Djenaba et Shaï m’ont profondément touché. Chacune à leur manière, elles incarnent une amitié, une joie de vivre, une énergie, mais aussi ce moment charnière du passage à l’âge adulte, lorsque les illusions commencent à se fissurer. Peu à peu, elles prennent conscience de leur situation sociale, des difficultés d’une vie qui enferme dans des carcans, de la complexité de s’en extraire. Ce n’est sans doute pas un hasard si cette prise de conscience survient au moment où elles entrent dans la vie professionnelle, qui plus est comme monitrices de colonie de vacances.
Parce qu’elles sont entourées d’enfants. Parce qu’elles sont mises face à leurs responsabilités. Parce qu’elles sont à la fois émerveillées par la vie et dotées d’une profonde humanité. Les jeunes actrices jouent avec une justesse remarquable. Elles crèvent l’écran, débordent de sentiments sans jamais forcer l’émotion. À peine la vingtaine. Déjà, je commence à me sentir loin de cet âge. Sans s'en rendre compte, on parcourt du chemin. On grandit. Elles ont grandi.

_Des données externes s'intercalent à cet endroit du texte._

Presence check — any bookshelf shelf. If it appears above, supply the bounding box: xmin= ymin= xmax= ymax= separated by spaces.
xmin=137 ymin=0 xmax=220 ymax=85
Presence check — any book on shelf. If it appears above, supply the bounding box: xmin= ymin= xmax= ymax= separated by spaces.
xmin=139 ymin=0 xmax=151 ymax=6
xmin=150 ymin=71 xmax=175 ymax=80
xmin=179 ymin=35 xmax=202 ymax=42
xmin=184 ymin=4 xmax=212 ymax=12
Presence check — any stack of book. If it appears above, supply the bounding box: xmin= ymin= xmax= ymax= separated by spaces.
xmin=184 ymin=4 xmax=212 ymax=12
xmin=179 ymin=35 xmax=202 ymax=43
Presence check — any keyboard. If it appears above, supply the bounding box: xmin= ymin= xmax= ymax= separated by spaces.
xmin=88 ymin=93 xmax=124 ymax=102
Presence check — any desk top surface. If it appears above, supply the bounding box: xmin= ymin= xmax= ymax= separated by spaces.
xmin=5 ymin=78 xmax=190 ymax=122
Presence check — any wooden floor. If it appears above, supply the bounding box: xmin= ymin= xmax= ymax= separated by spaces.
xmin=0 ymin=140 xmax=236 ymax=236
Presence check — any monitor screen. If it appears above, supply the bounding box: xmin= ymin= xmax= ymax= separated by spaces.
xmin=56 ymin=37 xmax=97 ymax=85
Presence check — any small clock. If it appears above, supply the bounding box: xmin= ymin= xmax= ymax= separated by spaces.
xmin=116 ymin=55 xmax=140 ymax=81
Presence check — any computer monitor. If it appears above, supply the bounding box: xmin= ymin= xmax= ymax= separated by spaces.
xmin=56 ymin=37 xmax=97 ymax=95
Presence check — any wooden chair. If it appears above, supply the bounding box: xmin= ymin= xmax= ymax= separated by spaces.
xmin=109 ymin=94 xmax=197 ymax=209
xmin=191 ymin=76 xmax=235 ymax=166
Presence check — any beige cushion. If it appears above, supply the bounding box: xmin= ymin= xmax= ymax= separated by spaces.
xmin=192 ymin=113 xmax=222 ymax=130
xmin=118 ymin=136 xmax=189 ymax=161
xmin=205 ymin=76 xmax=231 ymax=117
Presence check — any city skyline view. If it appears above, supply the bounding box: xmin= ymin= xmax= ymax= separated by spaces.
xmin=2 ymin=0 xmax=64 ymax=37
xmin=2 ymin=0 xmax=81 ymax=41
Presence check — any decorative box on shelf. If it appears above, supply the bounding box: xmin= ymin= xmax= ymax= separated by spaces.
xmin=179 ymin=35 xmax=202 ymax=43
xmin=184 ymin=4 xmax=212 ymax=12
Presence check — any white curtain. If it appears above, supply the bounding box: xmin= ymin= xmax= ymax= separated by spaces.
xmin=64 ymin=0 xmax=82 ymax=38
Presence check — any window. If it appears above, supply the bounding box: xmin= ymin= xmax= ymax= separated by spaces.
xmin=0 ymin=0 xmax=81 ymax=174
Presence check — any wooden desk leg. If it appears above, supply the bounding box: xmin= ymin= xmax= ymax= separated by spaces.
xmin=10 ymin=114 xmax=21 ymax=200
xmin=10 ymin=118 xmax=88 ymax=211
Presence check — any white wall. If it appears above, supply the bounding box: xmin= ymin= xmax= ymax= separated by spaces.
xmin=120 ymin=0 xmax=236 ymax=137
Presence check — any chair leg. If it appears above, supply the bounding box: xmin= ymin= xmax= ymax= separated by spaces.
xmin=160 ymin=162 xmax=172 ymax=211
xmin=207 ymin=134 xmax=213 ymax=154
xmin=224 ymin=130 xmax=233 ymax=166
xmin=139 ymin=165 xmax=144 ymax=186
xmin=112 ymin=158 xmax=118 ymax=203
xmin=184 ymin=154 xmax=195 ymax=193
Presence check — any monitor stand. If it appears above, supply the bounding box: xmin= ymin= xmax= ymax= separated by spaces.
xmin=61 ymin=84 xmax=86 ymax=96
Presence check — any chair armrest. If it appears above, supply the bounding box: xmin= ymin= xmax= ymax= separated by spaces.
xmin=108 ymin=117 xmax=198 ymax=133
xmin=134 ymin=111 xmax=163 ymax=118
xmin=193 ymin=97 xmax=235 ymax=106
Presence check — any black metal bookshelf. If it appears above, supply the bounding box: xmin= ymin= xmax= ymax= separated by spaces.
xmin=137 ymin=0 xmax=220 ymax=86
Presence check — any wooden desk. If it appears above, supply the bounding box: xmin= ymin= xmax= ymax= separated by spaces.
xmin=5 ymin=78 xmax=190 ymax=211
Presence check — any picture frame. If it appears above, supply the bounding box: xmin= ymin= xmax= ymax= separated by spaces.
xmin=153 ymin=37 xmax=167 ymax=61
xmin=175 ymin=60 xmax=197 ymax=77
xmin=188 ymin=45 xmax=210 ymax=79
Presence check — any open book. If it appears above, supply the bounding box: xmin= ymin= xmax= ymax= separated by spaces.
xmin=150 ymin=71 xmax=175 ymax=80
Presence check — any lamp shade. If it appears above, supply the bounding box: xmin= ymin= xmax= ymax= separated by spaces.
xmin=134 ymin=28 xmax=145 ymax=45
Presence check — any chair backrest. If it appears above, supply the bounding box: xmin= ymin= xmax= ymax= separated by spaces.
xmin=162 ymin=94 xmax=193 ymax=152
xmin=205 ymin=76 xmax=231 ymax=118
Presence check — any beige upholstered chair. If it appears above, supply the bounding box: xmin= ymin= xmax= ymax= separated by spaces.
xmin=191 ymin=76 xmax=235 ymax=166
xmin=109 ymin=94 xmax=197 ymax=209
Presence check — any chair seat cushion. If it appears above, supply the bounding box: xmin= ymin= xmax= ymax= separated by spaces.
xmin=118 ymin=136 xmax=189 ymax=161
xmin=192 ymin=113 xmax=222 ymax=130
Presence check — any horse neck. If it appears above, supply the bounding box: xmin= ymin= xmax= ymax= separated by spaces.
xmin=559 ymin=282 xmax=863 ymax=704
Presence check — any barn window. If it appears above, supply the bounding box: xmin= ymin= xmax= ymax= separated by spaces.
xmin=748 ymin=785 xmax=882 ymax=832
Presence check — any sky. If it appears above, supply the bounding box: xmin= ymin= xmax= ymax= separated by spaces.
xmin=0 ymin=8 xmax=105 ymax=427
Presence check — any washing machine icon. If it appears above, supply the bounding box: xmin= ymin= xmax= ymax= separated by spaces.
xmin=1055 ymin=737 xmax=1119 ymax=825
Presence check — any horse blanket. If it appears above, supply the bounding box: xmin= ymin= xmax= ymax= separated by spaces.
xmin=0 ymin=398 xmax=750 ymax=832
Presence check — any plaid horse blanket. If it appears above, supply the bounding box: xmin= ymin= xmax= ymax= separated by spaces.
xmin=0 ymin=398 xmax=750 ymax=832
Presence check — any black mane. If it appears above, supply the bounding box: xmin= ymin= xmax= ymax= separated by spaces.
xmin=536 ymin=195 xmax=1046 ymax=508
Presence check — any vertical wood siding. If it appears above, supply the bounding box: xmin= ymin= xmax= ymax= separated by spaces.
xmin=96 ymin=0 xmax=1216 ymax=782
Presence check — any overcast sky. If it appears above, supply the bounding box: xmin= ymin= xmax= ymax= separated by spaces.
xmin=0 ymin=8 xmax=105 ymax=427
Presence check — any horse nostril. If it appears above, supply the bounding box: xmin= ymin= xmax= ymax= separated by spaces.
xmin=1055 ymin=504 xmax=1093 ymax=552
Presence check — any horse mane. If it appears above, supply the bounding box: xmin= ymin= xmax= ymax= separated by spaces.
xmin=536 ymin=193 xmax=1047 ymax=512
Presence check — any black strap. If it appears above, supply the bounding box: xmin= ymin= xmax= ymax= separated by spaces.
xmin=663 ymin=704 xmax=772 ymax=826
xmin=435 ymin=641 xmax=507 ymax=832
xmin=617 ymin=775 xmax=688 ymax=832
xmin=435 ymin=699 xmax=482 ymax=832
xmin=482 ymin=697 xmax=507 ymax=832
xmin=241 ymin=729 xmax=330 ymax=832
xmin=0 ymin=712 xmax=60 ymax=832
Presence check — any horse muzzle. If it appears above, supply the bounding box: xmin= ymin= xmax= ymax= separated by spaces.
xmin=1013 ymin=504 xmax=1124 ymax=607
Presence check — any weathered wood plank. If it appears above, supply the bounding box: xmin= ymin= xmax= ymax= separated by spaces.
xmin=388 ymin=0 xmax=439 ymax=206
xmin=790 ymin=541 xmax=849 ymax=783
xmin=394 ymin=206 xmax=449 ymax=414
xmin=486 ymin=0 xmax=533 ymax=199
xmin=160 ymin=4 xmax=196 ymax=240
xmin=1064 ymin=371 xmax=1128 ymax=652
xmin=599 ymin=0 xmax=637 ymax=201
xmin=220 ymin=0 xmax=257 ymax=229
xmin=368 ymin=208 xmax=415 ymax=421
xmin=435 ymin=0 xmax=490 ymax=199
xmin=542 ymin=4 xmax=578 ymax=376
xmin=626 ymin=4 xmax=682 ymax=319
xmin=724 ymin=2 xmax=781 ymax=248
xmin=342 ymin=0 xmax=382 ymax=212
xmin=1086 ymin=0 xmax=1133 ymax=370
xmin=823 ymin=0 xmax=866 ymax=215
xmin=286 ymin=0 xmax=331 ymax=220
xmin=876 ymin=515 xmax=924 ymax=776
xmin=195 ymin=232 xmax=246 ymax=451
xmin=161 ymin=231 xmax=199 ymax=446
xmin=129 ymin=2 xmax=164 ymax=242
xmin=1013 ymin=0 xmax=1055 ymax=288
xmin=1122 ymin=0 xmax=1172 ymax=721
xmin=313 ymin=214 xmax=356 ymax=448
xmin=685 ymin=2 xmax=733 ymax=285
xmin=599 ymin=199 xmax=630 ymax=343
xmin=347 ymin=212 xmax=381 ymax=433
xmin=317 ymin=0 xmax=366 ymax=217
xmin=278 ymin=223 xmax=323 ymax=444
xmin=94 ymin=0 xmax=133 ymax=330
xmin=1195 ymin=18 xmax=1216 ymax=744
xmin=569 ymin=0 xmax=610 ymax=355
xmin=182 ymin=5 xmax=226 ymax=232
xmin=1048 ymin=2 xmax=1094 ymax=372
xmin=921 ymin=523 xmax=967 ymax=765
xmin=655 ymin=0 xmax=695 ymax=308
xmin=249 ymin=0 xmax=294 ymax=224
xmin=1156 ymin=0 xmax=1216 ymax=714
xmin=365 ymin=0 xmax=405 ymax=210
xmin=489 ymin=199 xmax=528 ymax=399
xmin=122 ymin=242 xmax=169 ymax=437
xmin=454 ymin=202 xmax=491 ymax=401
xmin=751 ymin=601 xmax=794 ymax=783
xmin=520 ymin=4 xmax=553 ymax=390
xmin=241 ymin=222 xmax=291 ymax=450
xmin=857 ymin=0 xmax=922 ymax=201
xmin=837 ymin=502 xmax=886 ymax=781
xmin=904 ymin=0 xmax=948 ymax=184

Bientôt, elles ne seront plus monitrices, ou alors elles deviendront, comme le personnage incarné par Amel Bent, des adultes solides, encadrantes, avec en elles des fleurs d’enfance qui reviendront éclore par intermittence, nourries d’une empathie profonde.
Rien ne paraît fabriqué, tout est facile. Les deux réalisatrices jouent avec finesse entre le réel et la fiction. Déjà, dans Les Pires, leur précédent film, la frontière était trouble. Cette fois, il n’y a pas d’hésitation : c’est bien une fiction. Mais le ton est si juste qu’on embarque immédiatement dans l’histoire.
Les enfants sont d’un réalisme saisissant. Attachants, souvent drôles, toujours singuliers. Ils portent chacun leurs petits problèmes, leur « je-ne-sais-quoi », qui fait le sel du métier de moniteur. Il y a le petit Sékou, qui ne se détache plus de Djenaba. Il y a Mateo, qui refuse désormais d’être contraint d’embrasser une camarade qui l’a choisi sans qu’il l’ait choisie, et qui apprend peu à peu à dire « non ».
Les liens se tissent entre enfants et encadrants. C’est la recette éprouvée de ce qui devient presque un genre en soi : le film de colonie de vacances. Un genre que j’aime, sans doute parce qu’il rappelle ce que signifie, concrètement, le « vivre ensemble ».
Et même si ce n’est pas simple. Même si l’on se sent différent. Même si, comme dans le film, on est une juive nonagénaire survivante de la Shoah, confrontée aux questions parfois maladroites de jeunes un peu à côté de la plaque, on rejoint l’aventure. On y trouve sa place. Et tant pis pour les rageux.